Yuan2.0-M32 is a hybrid expert (MoE) language model with 32 experts, 2 of which are active. A new routing network, attention router, was introduced to improve the efficiency of expert selection, making the model more accurate than the model using traditional router networks. Yuan2.0-M32 was trained from scratch and used 200 billion tokens. The training calculation amount was only 9.25% of the calculation amount required for a scale-intensive model of the same parameter. It has shown competitiveness in coding, mathematics and various professional fields, Yuan2.0-M32 has only 370 million active parameters out of the total parameter 4 billion, and the forward calculation volume of each token is 7.4 GFLOPS, which is only 1/19 of the Llama3-70B requirement. Yuan2.0-M32 surpassed Llama3-70B in MATH and ARC-Challenge benchmarks, with accuracy rates of 55.9% and 95.8% respectively.
Demand population:
"The Yuan2.0-M32 model is suitable for developers and researchers who need to handle large amounts of data and complex computing tasks, especially in applications of programming, mathematical computing and expertise.

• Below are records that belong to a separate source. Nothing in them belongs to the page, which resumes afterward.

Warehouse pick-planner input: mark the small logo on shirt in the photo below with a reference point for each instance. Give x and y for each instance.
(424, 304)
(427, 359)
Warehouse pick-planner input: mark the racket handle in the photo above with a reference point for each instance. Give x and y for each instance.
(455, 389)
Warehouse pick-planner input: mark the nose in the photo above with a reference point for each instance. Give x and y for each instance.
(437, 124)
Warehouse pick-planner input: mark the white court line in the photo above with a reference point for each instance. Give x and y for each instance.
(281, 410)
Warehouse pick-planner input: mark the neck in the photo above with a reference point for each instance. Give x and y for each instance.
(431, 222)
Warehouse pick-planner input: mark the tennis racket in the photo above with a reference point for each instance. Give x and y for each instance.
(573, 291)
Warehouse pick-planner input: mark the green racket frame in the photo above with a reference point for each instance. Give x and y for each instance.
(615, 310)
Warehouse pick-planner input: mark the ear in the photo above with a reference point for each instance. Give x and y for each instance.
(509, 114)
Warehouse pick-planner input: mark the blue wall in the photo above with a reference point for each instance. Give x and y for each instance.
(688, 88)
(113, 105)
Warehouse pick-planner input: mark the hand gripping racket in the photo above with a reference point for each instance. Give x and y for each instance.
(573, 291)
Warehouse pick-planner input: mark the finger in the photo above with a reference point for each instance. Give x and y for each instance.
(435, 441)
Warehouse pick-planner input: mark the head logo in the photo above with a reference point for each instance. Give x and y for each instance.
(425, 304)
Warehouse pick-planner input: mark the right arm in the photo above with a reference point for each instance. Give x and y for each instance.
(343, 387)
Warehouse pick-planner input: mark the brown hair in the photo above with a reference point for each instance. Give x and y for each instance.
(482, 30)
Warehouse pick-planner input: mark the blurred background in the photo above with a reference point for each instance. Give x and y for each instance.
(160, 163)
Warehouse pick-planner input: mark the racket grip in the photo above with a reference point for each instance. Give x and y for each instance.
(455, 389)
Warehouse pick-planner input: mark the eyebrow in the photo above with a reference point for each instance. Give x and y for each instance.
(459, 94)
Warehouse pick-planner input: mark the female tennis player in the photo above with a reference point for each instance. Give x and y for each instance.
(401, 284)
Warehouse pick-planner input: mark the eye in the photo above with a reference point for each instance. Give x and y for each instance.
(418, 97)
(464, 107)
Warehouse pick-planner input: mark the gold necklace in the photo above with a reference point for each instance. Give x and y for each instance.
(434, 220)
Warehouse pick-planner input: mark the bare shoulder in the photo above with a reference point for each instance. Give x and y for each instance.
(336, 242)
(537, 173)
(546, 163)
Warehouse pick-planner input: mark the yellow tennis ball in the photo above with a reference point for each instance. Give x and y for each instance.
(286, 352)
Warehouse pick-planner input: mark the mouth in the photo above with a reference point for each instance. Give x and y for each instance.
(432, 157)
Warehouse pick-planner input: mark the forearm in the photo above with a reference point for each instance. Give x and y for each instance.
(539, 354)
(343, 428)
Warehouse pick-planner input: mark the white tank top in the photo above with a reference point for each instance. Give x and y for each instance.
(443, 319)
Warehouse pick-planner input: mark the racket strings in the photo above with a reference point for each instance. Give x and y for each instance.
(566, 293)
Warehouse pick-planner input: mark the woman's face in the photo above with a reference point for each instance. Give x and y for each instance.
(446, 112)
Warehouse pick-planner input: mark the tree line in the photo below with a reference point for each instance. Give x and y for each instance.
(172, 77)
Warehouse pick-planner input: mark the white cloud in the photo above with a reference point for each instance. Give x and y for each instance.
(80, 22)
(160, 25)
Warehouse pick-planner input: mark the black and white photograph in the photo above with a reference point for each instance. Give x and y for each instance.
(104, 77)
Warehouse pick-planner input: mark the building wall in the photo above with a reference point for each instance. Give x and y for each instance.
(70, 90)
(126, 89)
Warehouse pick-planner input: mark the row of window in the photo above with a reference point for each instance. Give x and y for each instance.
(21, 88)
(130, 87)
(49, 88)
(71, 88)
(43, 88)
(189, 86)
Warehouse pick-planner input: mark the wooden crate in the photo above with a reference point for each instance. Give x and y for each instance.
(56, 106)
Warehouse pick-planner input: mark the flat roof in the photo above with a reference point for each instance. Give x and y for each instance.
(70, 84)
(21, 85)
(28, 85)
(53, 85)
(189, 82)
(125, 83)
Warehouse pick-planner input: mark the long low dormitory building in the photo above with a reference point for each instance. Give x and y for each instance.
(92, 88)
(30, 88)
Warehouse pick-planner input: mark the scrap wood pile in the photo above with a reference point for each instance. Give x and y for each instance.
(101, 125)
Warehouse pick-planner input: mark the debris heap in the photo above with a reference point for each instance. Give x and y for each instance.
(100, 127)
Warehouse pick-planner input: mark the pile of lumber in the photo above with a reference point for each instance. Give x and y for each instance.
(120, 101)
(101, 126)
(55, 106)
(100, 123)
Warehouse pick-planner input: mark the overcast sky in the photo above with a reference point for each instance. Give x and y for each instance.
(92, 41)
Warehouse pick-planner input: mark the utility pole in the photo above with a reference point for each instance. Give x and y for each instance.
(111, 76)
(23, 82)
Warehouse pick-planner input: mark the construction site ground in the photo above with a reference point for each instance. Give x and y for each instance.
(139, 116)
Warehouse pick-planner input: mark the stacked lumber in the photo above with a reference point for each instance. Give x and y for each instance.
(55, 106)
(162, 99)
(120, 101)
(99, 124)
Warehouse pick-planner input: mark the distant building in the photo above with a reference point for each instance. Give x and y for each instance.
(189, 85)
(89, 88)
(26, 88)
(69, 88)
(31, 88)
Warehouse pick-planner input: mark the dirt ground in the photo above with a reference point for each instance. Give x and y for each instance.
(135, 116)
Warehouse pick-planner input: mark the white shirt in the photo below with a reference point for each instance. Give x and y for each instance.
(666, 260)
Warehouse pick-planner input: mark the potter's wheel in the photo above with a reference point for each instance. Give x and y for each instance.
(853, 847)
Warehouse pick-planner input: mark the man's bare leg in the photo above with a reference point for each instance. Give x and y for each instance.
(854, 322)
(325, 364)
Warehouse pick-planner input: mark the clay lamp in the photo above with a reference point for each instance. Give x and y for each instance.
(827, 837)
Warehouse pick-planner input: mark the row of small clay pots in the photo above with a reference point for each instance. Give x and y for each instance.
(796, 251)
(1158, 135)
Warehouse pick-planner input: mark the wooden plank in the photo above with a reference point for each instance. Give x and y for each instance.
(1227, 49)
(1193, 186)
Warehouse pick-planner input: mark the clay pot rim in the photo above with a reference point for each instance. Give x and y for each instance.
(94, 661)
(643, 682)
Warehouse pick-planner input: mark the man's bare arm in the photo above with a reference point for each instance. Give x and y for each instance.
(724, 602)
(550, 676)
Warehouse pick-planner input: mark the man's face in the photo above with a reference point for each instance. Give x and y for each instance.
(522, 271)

Its high efficiency and low computing requirements make it ideal for large-scale language model applications."
Example of usage scenarios:
In the field of programming, Yuan2.0-M32 can be used for code generation and code quality evaluation.
In the field of mathematics, models can perform complex mathematical problems and logical reasoning.
In professional fields such as medical or legal, Yuan2.0-M32 can assist professionals in knowledge retrieval and document analysis.
Product Features:
Hybrid Expert (MoE) model with 32 experts, 2 of which are active.
Use attention routers for more efficient expert choices.
Training from scratch, using 200 billion tokens.
The training calculation volume accounts for only 9.25% of the same parameter scale model.
Show competitiveness in coding, mathematics and professional fields.
With low forward computing requirements, only 7.4 GFLOPS per token is required.
Excellent in MATH and ARC-Challenge benchmarks.
Tutorials for use:
1. Configure the environment and use the recommended docker image to start the Yuan2.0 container.
2. Perform data preprocessing according to the document description.
3. Use the provided scripts to pre-train the model.
4. Refer to the detailed deployment plan of vllm to deploy the inference service.
5. Visit the GitHub repository to get more information and documentation.
6. Comply with the Apache 2.0 open source license agreement, understand and comply with the 'Yuan2.0 Model License Agreement'.